AFTER the Government Office announced that it had uncovered large-scale corruption in state subsidies granted to help build a biathlon centre, the Labour Ministry has now revealed that police have found corrupt practices going on at the ministry in dispensing grant money coming from the European Union.
Officers from the specialised anti-corruption unit of the police detained three persons in early September, among them a former advisor to Lucia Nicholsonová, the Labour Ministry’s State Secretary.
The three individuals are accused of soliciting 30 percent kickbacks from grants awarded by the Social Implementation Agency (SIA), a budgetary organisation of the Labour Ministry that draws upon EU funds, to recipients of the non-refundable grants. Overall, grants for more than €1 million are under investigation and the suspects may have received kickbacks of as much as €300,000.
“Unfortunately, the EU funds were an opportunity for various sophisticated fraudsters, so-called “mediators”, who are happy to “help” a company that would like to create new jobs or re-qualify its employees,” wrote Labour Minister Jozef Mihál in a blog describing his view of what happened.
Nicholsonová’s advisor
Originally, the police detained six people, including three former SIA staff who later were reclassified as witnesses, and then charged three persons with corruption, including Tomáš Richtarčík, who had served as Nicholsonová’s advisor at the ministry from July to September 2010 and who had previously worked for the ministry under former labour minister Viera Tomanová. The crime for which he was charged reportedly occurred in April 2011.
The ministry announced that Nicholsonová had notified the police in November 2010 of her suspicion of questionable practices within the SIA and that she had fired Richtarčík as her advisor several months earlier.
“This gentleman soon lost interest in his job and instead started secret meetings with people from SIA,” Mihál wrote on his blog.
The previous SIA director, now a witness in the case, has terminated his work contract with the Labour Ministry.
The ministry said it had taken steps to prevent any similar corrupt behaviour from occurring in the future and had also hired several former police officers from the anti-corruption unit.
“We are warning all who might want to use any murky way to get hold of EU money to not even try,” Nicholsonová said.
The ministry has also cancelled three calls issued by the SIA for project proposals that could have been influenced by the corrupt practices it uncovered.
The head of the European Commission’s auditors, Mark Schelfhaudt, welcomed the success of the ministry officials in detecting the corrupt practices in the use of EU funds, according to Mihál.
“It is the first time that sincere efforts to clear the EU Structural Funds of corruption have been seen in Slovakia,” Mihál wrote. “Thanks to that, Slovakia’s position in negotiations concerning a lower financial penalty for Tomanová’s dubious social companies could improve.”
The social companies
Financial irregularities within the so-called social companies, projects initiated by former labour minister Tomanová, came under the magnifying glass of EC auditors in late 2009 after signs of fraud and violation of procurement rules emerged.
Social companies are defined as non-profit organisations which receive 95 percent of their funding from the state and provide job opportunities for socially-disadvantaged citizens.
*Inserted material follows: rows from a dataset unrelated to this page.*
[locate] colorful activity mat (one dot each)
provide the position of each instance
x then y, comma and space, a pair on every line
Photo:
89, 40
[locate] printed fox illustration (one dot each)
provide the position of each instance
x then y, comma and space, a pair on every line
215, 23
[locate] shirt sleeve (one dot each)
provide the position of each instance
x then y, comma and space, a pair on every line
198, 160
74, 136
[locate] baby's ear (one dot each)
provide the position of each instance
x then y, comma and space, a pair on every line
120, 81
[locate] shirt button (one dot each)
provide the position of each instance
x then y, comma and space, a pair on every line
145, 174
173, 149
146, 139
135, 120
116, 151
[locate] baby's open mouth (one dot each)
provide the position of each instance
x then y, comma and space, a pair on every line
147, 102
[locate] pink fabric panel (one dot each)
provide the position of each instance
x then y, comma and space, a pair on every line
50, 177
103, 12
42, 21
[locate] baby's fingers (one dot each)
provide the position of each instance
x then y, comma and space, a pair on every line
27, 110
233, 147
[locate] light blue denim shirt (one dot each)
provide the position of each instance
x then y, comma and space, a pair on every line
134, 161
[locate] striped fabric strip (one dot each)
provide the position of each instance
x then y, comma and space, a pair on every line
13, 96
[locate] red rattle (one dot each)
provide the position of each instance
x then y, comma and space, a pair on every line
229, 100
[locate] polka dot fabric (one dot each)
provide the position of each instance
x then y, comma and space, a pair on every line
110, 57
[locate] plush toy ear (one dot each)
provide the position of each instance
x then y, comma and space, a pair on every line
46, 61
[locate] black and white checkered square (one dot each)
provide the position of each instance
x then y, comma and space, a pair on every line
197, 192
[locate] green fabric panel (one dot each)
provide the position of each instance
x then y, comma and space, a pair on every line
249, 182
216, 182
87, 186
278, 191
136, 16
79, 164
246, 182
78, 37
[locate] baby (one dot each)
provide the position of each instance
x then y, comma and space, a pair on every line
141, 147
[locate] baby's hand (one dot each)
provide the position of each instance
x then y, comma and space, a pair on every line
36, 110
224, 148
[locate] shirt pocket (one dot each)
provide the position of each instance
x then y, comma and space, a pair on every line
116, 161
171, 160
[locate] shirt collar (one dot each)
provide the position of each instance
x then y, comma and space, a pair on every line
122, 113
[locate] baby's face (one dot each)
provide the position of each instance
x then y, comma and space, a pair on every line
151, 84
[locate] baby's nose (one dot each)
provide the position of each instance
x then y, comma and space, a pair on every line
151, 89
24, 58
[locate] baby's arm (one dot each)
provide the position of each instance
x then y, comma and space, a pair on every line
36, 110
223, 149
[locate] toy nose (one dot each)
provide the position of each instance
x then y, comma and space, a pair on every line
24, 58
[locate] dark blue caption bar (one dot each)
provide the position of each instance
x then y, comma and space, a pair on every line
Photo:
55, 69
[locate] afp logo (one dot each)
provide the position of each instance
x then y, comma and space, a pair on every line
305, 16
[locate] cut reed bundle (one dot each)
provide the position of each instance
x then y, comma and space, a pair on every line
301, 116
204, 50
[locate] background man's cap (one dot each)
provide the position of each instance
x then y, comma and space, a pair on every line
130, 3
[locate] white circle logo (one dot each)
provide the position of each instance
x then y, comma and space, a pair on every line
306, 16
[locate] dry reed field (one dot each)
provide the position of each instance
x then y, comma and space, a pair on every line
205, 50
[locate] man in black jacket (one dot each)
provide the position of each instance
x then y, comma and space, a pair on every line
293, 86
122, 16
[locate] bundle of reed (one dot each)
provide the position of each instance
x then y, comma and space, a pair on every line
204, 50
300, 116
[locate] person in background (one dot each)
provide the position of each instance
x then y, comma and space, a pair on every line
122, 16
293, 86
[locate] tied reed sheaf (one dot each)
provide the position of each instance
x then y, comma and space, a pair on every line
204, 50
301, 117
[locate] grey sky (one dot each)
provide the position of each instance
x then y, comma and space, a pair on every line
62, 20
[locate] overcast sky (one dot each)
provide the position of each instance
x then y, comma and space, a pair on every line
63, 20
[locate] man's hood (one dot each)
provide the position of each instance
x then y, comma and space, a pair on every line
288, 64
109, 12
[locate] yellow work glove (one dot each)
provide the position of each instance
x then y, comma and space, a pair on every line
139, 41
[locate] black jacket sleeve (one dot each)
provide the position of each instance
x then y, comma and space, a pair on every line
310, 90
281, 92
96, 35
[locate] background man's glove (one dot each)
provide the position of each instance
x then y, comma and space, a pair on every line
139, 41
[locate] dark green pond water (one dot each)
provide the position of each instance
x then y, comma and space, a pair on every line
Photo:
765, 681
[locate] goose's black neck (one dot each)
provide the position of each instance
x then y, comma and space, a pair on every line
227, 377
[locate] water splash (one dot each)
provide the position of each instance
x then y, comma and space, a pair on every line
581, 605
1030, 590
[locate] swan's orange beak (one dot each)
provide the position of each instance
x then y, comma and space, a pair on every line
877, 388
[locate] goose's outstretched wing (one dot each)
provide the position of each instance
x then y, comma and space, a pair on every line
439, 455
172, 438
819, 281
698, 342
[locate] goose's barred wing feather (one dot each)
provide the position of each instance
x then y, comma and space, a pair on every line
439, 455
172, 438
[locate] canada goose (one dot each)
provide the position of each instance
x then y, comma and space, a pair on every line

Any profit they generate must be channelled back to the state.
A draft EC audit report on Slovakia’s employment and social inclusion programmes stated that at one of the social companies, Arvik Social Enterprise, “the presence of indicators of serious fraud was identified by the audit team during the on-the-spot verification of this operation.” According to the draft, dated March 1, 2010, possible collusion between this social company and other enterprises in terms of supplies, production facilities, production processes, sales and employees was detected by the audit.
Up to January 19, 2010 the Labour Ministry had advanced social companies a total of €11.3 million.
Tomanová dismissed the March 2010 report as “a non-public draft” and accused the opposition parties and media of conducting a witch hunt and ridiculing social companies.
In September 2011 the Labour Ministry reported that it and the police were investigating three additional cases of possible corruption within the SIA and social companies and added that criminal prosecutions had been initiated for improper use of EU funds.